- Born: 1942 (age 82–83)
- Education: Reed College (B.A.); Johns Hopkins University (PhD);
- Spouse: Eleanor Bush Gubins
- Awards: Fellow of the American Academy of Arts and Sciences; Fellow of the American Association for the Advancement of Science;
- Scientific career
- Institutions: Haverford College (1968–1981); Academy of Natural Sciences in Philadelphia (1981–1995); Annual Reviews (1995–2015);
- Thesis: The impact of age and education on the effectiveness of training: a benefit-cost analysis

= Samuel Gubins =

U.S. economist

Samuel Gubins (born 1942) is an American economist. He held leadership roles at the Academy of Natural Sciences in Philadelphia from 1981 to 1995 and the nonprofit academic publisher Annual Reviews from 1995 to 2015. He is an elected Fellow of the American Academy of Arts and Sciences and the American Association for the Advancement of Science.

==Education==
Samuel Gubins attended Reed College where he graduated with a B.A. in 1964. He graduated with a PhD from Johns Hopkins University in economics in 1970.

==Career==
From 1968-1981, he was assistant professor of economics at Haverford College. He was also vice president for finance at Haverford. He was senior vice president at the Academy of Natural Sciences in Philadelphia from 1981-1995. In 1995, Gubins became president and editor-in-chief of the nonprofit publishing company Annual Reviews, a position he held until 2015 when he was succeeded by Richard Gallagher. During his tenure at Annual Reviews, it added new journal titles in 20 subjects, going from 26 to 46 journals. He also oversaw the electronic publishing of the journals for the first time, starting with the Annual Review of Sociology and the Annual Review of Medicine.

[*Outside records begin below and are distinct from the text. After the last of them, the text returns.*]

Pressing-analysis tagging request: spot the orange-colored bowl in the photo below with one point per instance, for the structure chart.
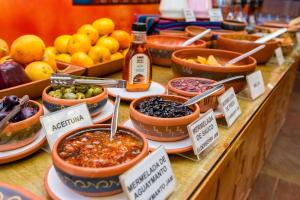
(183, 68)
(161, 47)
(22, 133)
(94, 181)
(95, 104)
(162, 129)
(245, 43)
(205, 104)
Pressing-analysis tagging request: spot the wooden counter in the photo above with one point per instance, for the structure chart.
(229, 169)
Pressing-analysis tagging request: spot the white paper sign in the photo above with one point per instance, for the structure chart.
(57, 123)
(215, 15)
(203, 132)
(256, 84)
(189, 15)
(279, 56)
(152, 178)
(229, 106)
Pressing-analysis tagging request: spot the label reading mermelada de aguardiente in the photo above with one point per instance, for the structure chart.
(229, 106)
(203, 132)
(150, 179)
(57, 123)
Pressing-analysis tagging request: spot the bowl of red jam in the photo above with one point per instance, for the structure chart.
(161, 118)
(89, 163)
(189, 87)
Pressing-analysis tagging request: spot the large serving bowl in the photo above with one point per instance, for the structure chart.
(245, 43)
(94, 181)
(95, 104)
(207, 103)
(162, 129)
(19, 134)
(182, 67)
(161, 47)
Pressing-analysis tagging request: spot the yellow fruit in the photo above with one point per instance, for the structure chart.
(64, 57)
(89, 31)
(99, 54)
(79, 42)
(38, 70)
(61, 43)
(122, 37)
(4, 49)
(81, 59)
(104, 26)
(116, 56)
(109, 42)
(27, 48)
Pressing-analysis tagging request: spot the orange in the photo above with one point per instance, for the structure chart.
(81, 59)
(38, 70)
(61, 43)
(123, 38)
(99, 54)
(104, 26)
(27, 48)
(79, 42)
(64, 57)
(109, 42)
(3, 48)
(89, 31)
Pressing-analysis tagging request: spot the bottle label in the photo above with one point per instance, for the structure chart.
(139, 69)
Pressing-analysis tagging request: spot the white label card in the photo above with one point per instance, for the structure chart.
(57, 123)
(256, 84)
(279, 56)
(189, 15)
(229, 106)
(152, 178)
(203, 132)
(215, 15)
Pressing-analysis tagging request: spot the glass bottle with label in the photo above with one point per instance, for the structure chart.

He remains on the board of Annual Reviews as of 2020. He has served on the board of directors of the Society for Industrial and Applied Mathematics since 1982.

==Honors==
In 2008, Gubins was elected a Fellow of both the American Academy of Arts and Sciences and the American Association for the Advancement of Science.

==Personal life==
His wife is Eleanor Bush Gubins, who was an assistant professor of economics and political science at Rosemont College.